The Cold Commands

Home > Science > The Cold Commands > Page 43
The Cold Commands Page 43

by Richard K. Morgan


  The Guard captain wasn’t laughing. “And you are?”

  “Darhan the Hammer. Recruit intake commander, Ninth Combined Irregulars.”

  “You’re Majak?”

  Darhan’s stance tightened up. “I’m an imperial citizen of twenty-six years standing, and a decorated veteran. And I’ve just done your fucking job for you. Now you going to put my name on this arrest or what?”

  The captain considered. He crouched to get a closer look at Egar, jammed a sharp thumb under the Dragonbane’s chin, and lifted his face to the light from his companions’ torches. He breathed out a soft, resigned obscenity. Straightened up.

  “It’s him,” he said quietly. “Jaran, Tald, get him up. Bind his hands. The rest of you, get these people back.”

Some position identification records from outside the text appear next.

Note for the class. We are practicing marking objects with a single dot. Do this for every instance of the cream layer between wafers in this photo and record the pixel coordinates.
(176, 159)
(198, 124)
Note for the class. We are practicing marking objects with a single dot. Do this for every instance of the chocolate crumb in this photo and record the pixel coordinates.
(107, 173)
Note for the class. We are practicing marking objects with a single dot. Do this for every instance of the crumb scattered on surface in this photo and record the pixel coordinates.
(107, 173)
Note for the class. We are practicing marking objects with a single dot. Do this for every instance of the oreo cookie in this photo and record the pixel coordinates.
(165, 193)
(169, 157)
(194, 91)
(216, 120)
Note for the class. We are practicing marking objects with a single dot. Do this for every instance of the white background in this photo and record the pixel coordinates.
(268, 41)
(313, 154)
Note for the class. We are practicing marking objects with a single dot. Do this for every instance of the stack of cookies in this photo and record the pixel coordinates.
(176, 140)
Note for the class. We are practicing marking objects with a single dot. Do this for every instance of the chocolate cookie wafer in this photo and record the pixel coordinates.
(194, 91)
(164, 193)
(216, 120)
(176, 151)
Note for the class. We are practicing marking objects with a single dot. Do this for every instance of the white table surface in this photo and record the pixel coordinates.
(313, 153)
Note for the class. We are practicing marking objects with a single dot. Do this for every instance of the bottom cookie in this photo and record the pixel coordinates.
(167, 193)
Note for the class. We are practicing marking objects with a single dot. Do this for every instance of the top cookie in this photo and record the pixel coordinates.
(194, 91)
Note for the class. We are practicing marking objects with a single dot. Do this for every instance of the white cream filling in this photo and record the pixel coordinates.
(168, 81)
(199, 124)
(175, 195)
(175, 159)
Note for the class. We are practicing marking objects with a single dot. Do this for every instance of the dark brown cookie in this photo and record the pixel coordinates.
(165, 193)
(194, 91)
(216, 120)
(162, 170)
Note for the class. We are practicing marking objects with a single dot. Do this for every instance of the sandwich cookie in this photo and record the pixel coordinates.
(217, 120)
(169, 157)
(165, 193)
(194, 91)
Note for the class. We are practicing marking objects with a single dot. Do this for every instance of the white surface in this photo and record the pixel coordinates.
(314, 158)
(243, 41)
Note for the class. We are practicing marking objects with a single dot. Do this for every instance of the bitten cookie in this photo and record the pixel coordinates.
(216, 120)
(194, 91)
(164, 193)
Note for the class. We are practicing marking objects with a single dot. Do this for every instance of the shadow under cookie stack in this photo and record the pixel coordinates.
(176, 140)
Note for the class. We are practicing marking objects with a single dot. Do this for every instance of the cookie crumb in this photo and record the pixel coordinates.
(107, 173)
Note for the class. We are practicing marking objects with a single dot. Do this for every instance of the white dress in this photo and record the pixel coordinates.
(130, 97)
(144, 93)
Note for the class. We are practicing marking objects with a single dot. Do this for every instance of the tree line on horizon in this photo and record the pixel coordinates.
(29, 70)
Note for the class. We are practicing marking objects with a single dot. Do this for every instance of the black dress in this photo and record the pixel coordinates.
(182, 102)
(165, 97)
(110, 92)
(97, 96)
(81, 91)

  It was a shrewd order. As the captain’s words sank in, the crowd began to boil. Muttering and shoving, a growing ruck of bodies, tussling for a clearer look. The two torchbearers planted their torches spike downward in the ground, drew their day-clubs, and joined their comrades. The murmuring surged like surf.

  “It’s him.”

  “No fucking w—”

  “—can’t—”

  “Look, man. Got to be. They’re taking him.”

  “It is him!”

  The five City Guard enforcers wrestled them back, none too gentle with their clubs in the process. Egar saw bellies poked, shins thwacked, and reaching arms smacked down. He struggled for focus in the murky light, caught one man’s gaze among the many staring down at him. Shaven head, puckered about on one side with burn scars, the ear on that side gone to a ravaged scroll of cartilage, the eye a milky pit. He saw the man’s hand like a claw, clamped on someone else’s bracing arm as they shoved back against the Guard cordon. The single-eyed stare pinned him like a flung lance.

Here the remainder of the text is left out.